Singing River Health

Federal judge has forwarded 'serious allegations' about SRHS to prosecutors

 Maury Thompson awaits the ruling of Judge Neil Harris in SRHS case, Tuesday, Dec. 23, 2014, in Pascagoula.
TIM ISBELL/SUN HERALD Maury Thompson awaits the ruling of Judge Neil Harris in SRHS case, Tuesday, Dec. 23, 2014, in Pascagoula. SUN HERALD

GULFPORT -- Judge Louis Guirola Jr. confirmed Thursday he turned over allegations of criminal wrongdoing against Singing River Health System to the United States Attorney's Office.

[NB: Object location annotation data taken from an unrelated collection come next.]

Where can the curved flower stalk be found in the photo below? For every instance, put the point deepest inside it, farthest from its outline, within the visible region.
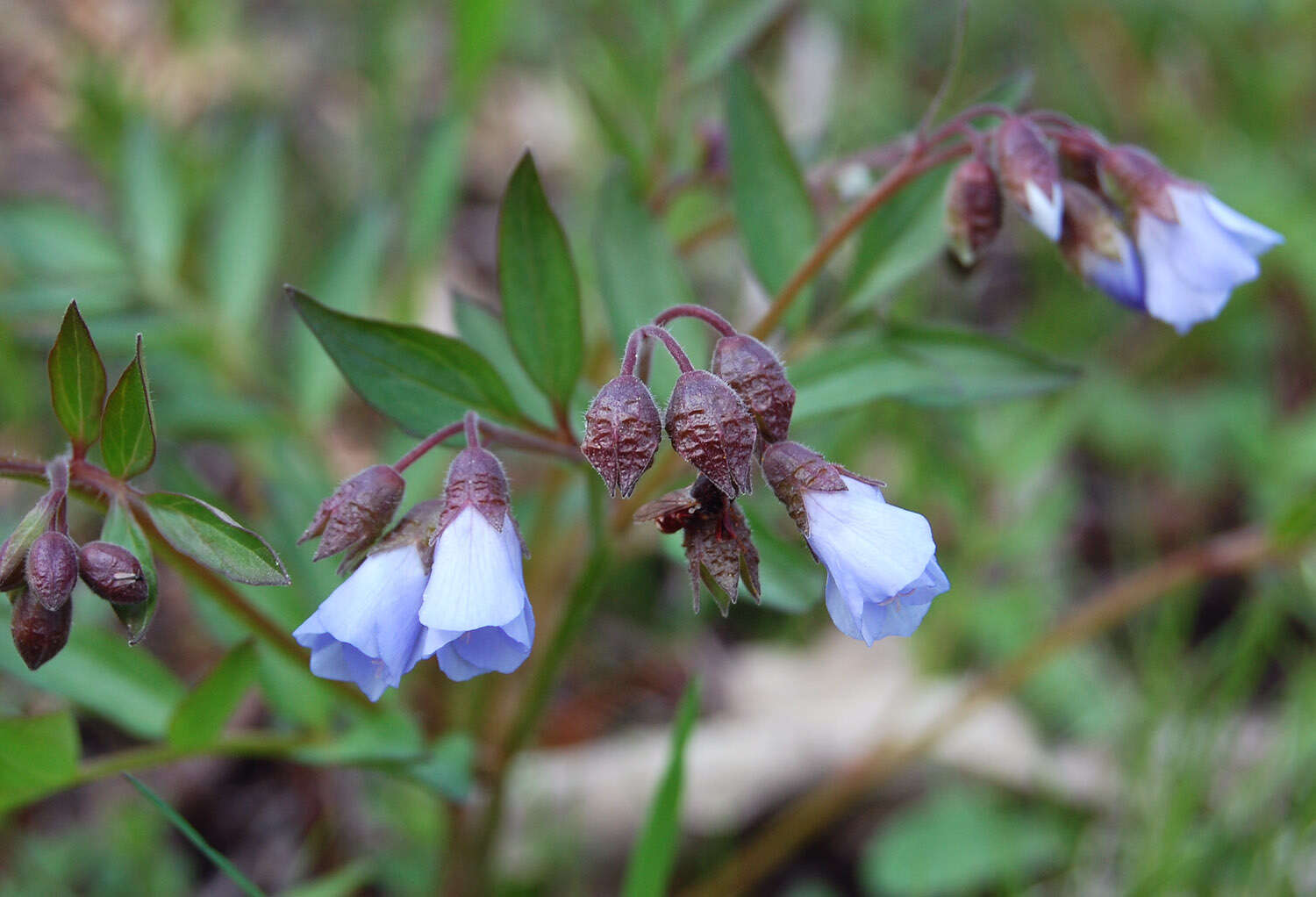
(476, 609)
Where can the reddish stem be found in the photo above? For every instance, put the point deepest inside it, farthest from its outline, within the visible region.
(426, 444)
(678, 355)
(703, 313)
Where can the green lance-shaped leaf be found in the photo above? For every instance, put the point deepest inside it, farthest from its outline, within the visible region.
(123, 530)
(39, 757)
(76, 379)
(211, 536)
(200, 717)
(655, 851)
(128, 426)
(418, 378)
(639, 271)
(541, 297)
(771, 202)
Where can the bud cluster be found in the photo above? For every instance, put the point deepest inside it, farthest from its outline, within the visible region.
(1124, 223)
(39, 567)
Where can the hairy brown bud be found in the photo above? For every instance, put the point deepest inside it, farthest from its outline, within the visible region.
(39, 634)
(621, 434)
(721, 555)
(973, 210)
(1031, 174)
(476, 480)
(758, 378)
(1140, 178)
(52, 570)
(712, 429)
(1079, 154)
(790, 470)
(357, 512)
(112, 572)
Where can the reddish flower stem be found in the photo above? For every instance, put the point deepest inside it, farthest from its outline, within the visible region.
(703, 313)
(678, 355)
(428, 442)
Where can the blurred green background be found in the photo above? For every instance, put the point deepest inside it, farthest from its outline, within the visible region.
(168, 165)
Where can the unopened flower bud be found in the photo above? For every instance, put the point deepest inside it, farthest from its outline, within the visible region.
(1031, 174)
(621, 434)
(357, 513)
(790, 470)
(112, 572)
(758, 378)
(973, 210)
(1079, 153)
(712, 429)
(1098, 248)
(52, 570)
(1140, 179)
(39, 634)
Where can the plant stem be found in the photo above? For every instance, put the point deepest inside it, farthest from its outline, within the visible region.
(97, 486)
(703, 313)
(810, 814)
(426, 444)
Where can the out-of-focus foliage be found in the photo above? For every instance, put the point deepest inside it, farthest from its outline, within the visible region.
(168, 165)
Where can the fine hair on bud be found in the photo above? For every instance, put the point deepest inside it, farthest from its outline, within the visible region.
(623, 432)
(112, 572)
(52, 570)
(712, 429)
(758, 378)
(39, 634)
(357, 513)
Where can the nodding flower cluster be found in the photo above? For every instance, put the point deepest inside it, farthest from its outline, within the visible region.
(881, 560)
(39, 565)
(1126, 224)
(445, 583)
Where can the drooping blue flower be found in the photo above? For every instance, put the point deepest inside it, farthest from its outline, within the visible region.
(368, 631)
(881, 560)
(1192, 261)
(476, 610)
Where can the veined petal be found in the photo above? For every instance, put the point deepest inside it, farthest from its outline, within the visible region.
(892, 618)
(1045, 212)
(1120, 278)
(368, 631)
(1202, 252)
(476, 580)
(1255, 237)
(1169, 297)
(871, 549)
(491, 649)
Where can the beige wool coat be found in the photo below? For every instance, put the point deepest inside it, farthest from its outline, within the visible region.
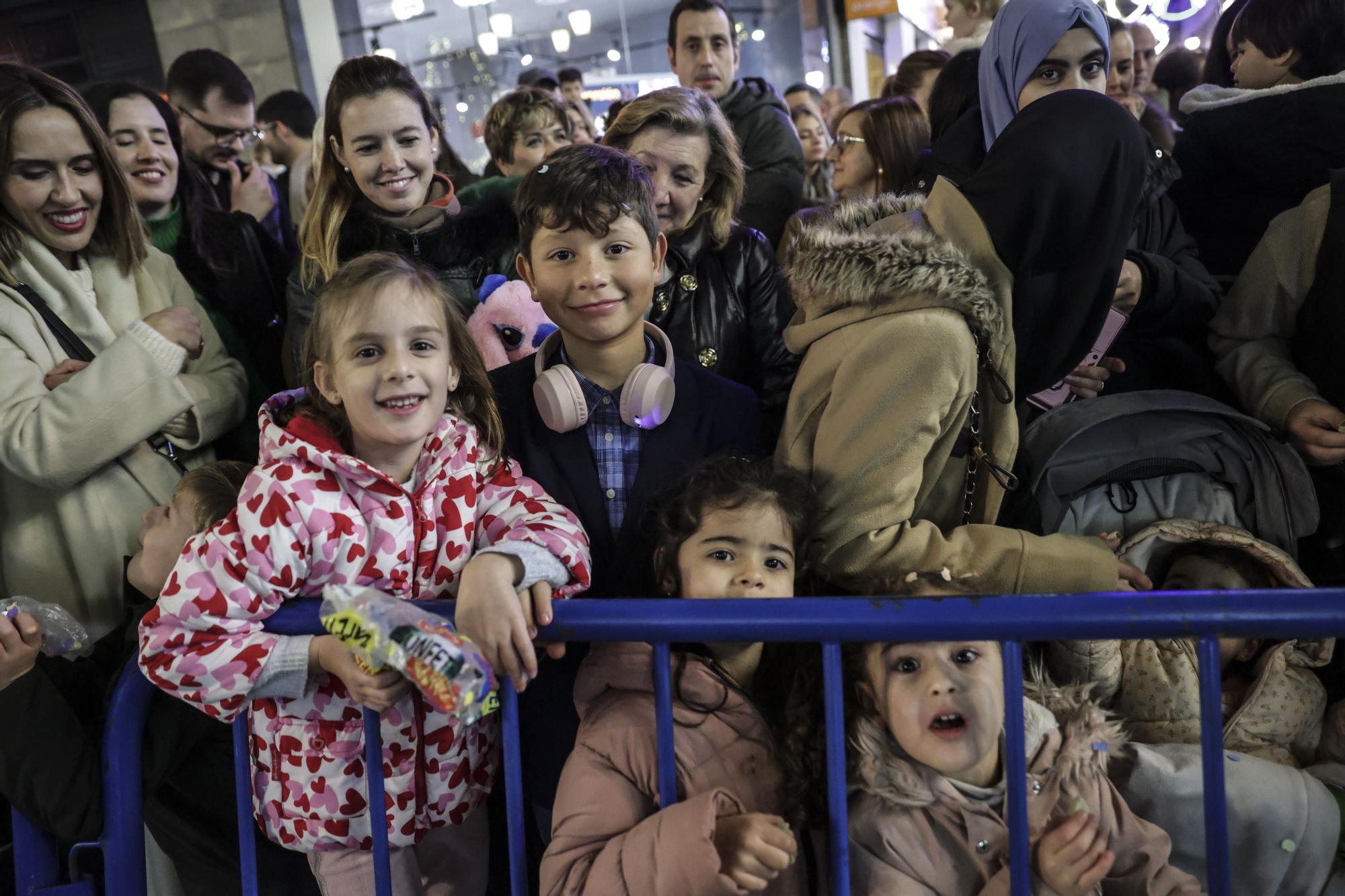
(1155, 685)
(76, 473)
(894, 298)
(913, 833)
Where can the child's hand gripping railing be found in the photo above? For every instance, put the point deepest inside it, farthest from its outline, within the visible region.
(831, 622)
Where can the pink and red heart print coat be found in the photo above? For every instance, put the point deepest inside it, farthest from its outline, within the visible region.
(311, 514)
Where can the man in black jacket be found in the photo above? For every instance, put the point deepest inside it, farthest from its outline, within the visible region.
(219, 118)
(704, 53)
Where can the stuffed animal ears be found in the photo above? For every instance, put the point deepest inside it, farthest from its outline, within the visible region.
(489, 286)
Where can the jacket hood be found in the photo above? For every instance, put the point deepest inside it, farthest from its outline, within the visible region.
(1208, 96)
(1062, 740)
(1153, 544)
(848, 259)
(629, 666)
(751, 92)
(290, 436)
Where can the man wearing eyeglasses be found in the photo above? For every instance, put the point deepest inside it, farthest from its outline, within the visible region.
(704, 53)
(217, 115)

Guirola recently presided over a civil trial to determine if he should approve a settlement between SRHS and all members of its failed pension plan. The trial was not a criminal case, but attorneys for some pension-plan members who opposed the settlement accused Singing River of breaking the law.

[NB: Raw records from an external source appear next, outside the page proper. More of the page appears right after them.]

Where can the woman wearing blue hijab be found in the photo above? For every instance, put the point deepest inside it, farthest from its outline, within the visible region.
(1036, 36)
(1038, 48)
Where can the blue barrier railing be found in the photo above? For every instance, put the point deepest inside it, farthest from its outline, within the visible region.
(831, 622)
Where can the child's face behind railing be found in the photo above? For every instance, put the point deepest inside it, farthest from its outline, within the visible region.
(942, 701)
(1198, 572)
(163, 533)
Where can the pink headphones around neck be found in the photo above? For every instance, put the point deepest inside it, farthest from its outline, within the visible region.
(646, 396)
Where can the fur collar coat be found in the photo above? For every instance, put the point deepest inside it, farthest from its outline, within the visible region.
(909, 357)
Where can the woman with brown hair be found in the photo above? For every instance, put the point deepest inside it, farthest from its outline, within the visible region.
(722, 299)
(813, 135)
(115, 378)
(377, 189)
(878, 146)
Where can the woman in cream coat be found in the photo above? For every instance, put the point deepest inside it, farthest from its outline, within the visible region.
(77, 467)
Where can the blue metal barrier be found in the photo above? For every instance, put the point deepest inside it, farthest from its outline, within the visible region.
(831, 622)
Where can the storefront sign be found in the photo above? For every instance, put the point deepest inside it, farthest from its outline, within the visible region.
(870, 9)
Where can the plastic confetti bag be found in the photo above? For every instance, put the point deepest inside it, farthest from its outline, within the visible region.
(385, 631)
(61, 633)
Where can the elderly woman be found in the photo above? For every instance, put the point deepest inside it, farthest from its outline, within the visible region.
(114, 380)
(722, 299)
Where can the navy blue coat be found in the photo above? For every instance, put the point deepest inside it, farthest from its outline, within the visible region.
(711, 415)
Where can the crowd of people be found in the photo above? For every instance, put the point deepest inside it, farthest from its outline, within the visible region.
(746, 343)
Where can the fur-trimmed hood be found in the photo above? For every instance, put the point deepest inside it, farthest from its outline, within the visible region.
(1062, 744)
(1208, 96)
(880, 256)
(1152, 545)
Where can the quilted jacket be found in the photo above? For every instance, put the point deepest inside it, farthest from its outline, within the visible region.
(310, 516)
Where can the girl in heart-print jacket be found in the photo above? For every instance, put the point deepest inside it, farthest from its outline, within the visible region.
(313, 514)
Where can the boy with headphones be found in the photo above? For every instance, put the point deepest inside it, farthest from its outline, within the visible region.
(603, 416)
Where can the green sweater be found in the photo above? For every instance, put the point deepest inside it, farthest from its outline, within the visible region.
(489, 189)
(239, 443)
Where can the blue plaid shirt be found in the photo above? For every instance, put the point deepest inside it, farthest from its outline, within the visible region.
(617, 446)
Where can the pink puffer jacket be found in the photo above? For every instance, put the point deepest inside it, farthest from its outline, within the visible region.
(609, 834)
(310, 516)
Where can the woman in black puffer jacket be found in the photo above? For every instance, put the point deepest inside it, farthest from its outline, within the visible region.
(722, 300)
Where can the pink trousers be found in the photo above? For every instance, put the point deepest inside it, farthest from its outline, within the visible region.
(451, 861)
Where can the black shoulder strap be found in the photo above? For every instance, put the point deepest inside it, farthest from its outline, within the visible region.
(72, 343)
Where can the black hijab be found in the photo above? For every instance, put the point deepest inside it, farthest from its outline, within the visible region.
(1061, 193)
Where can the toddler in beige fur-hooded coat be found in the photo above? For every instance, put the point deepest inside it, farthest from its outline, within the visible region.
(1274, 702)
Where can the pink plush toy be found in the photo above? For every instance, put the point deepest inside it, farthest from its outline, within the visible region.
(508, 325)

The county-owned health system had mailed brochures to plan members each year from 2009 to 2011 that indicated it was contributing to its employee pension plain. In reality, it was not making its employer contributions, although mandatory 3 percent contributions continued from employees.

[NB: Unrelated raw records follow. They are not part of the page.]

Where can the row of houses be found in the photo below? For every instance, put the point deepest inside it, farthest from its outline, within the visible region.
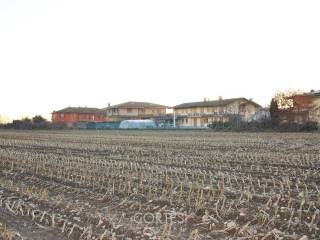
(306, 107)
(191, 114)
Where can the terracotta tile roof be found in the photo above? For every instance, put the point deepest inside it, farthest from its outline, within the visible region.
(216, 103)
(136, 105)
(78, 110)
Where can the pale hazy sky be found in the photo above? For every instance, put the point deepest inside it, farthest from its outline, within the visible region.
(88, 53)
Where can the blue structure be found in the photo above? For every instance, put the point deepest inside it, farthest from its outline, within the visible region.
(103, 125)
(137, 124)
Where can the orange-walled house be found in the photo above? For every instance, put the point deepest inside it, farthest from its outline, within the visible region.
(72, 115)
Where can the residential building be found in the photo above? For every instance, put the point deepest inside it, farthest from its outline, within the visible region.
(71, 115)
(305, 108)
(134, 110)
(200, 114)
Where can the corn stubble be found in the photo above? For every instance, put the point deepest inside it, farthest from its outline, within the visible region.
(162, 185)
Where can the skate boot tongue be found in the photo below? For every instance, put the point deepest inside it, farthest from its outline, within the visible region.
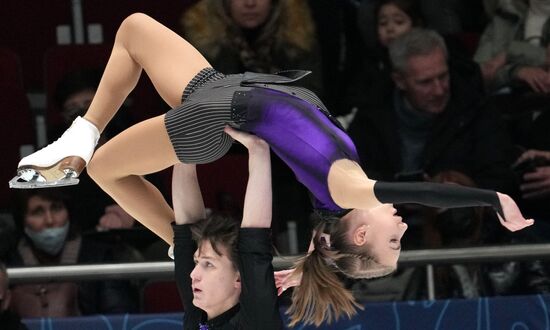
(61, 162)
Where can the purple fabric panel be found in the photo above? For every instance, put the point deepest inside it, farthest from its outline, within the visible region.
(302, 136)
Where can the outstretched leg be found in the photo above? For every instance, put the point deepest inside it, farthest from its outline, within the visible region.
(143, 43)
(118, 166)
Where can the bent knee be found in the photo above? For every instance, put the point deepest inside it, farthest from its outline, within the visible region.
(133, 23)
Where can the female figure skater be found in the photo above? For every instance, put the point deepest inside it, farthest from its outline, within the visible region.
(292, 120)
(228, 282)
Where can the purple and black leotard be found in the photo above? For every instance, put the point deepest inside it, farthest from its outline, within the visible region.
(298, 128)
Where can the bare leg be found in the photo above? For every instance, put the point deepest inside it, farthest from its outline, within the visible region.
(118, 166)
(350, 187)
(143, 43)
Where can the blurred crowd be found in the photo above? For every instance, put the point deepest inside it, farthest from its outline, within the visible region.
(429, 90)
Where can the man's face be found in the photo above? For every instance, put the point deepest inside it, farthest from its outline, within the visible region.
(215, 281)
(425, 82)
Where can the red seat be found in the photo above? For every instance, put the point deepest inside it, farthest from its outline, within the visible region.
(61, 60)
(160, 297)
(16, 123)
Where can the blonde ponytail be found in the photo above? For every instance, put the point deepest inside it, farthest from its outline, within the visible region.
(321, 296)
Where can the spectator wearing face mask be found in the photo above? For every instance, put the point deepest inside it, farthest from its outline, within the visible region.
(50, 238)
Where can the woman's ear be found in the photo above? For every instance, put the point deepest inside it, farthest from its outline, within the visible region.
(360, 235)
(238, 281)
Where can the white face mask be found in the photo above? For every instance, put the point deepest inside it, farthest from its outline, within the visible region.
(49, 240)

"This is mail fraud," pension-plan member Maury Thompson testified during the settlement hearing in Guirola's courtroom. "Blatant mail fraud."

'Serious allegations'

Guirola made it clear to SRHS plan members in the crowded courtroom the trial was not about assigning blame or ferreting out criminal wrongdoing. Instead, his job was to determine whether SRHS and attorneys for pension-plan members had reached a fair settlement that should be applied to all members. In the end, he approved the settlement as fair and reasonable.

Guirola said Thursday he also forwarded a transcript of Thompson's testimony, plus documents introduced as exhibits during the trial, to the U.S. Attorney's Office.

"I felt, under the circumstances, those were pretty serious allegations," he said.

Attorneys for a group of pension-plan members who opposed the settlement, Harvey Barton and Earl Denham of Jackson County, have been trying since 2014 to get to the bottom of the pension-plan failure.

Barton put together a booklet on mail fraud -- "Mail Fraud for Dummies," he and Denham call it -- which they have widely shared. "I've handed them out like cotton candy," Barton said.

They also visited investigative agencies. "We sent people to the U.S. Attorney's Office," Barton said. "Do you know what they said? They said, 'We don't investigate crimes. You need to go see the FBI.'"

The attorneys or their clients also talked to the Jackson County District Attorney's Office, the state Attorney General's Office and the FBI.

Past investigation

At one time, District Attorney Tony Lawrence and the FBI were investigating the SRHS pension failure. They presented evidence one year ago to a grand jury, including testimony from CEO Kevin Holland and several former executives. No indictments resulted.

SRHS has denied any criminal wrongdoing.

As part of the settlement, the health system agreed to put $150 million into the pension over 35 years for its failure to fund the plan from 2009 to 2014. The pension was frozen in late 2014, but has continued to send out monthly retirement checks. However, its only income since the freeze has been from investments.

It is unclear how much in monthly benefits retirees will receive after the settlement is finalized and SRHS payments begin. Plan Trustee Steve Simpson will engage experts to calculate monthly payments going forward based on funding available.

"My goal is to give all the beneficiaries of this plan, including retirees and current employees, the biggest bang for the buck," Simpson said.

Barton, when he heard Guirola had sent testimony and exhibits to the U.S. Attorney's Office, said, "I'm tickled pink to hear Judge Guirola's doing something about it. Thank goodness for that."